I apologize for the confusing title, but this is kind of a confusing question.
I have a CSV file with multiple columns, like in this example:
header_a | header_b | header_c | header_d
abc 1 data1 data2
abc 1 data3 data4
abc 2 data5 data6
abc 2 data7 data8
abc 3 data9 data10
I need a script that would be able to transform this data to the following format:
header_a | header_b | header_c | header_d
abc 1 data1 data2 data3 data4
abc 2 data5 data6 data7 data8
abc 3 data9 data10
I do not care about the header as much since there could me multiple entries.

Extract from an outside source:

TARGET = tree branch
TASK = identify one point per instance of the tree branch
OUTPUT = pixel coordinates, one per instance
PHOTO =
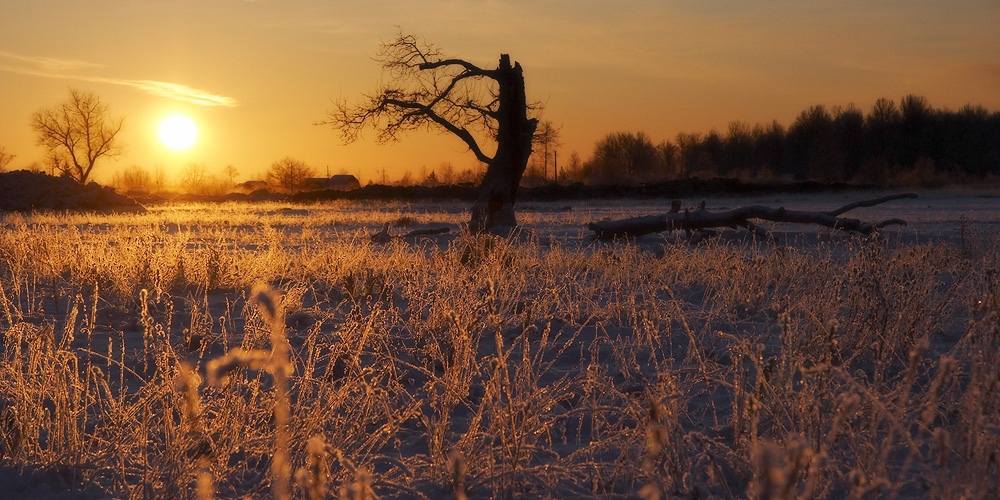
(702, 219)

But in short, whenever the values in header_b match, I need all the values after it in the row to be appended to the first instance of it in the data frame.
I kind of have a skeleton of how i would approach the problem but I am stuck:
dd.sort_values('Purchase Order #', inplace=True)
values = dd['Purchase Order #'].unique().tolist()
for x in values:
header_flag = False
for row in dd['Purchase Order #']:
if x == row:
if header_flag == False:
#This is the first purchase order, copy entire line
print(row.tolist())
#set the flag to True
header_flag = True
else:
#We already have the first header, only copy next 5
print('Else Block')
else:
#Do nothing
print('False')
The first 2 lines sort it by the value that needs to match and pulls a list of unique ones in the dataframe. Is pandas perhaps not suited for this?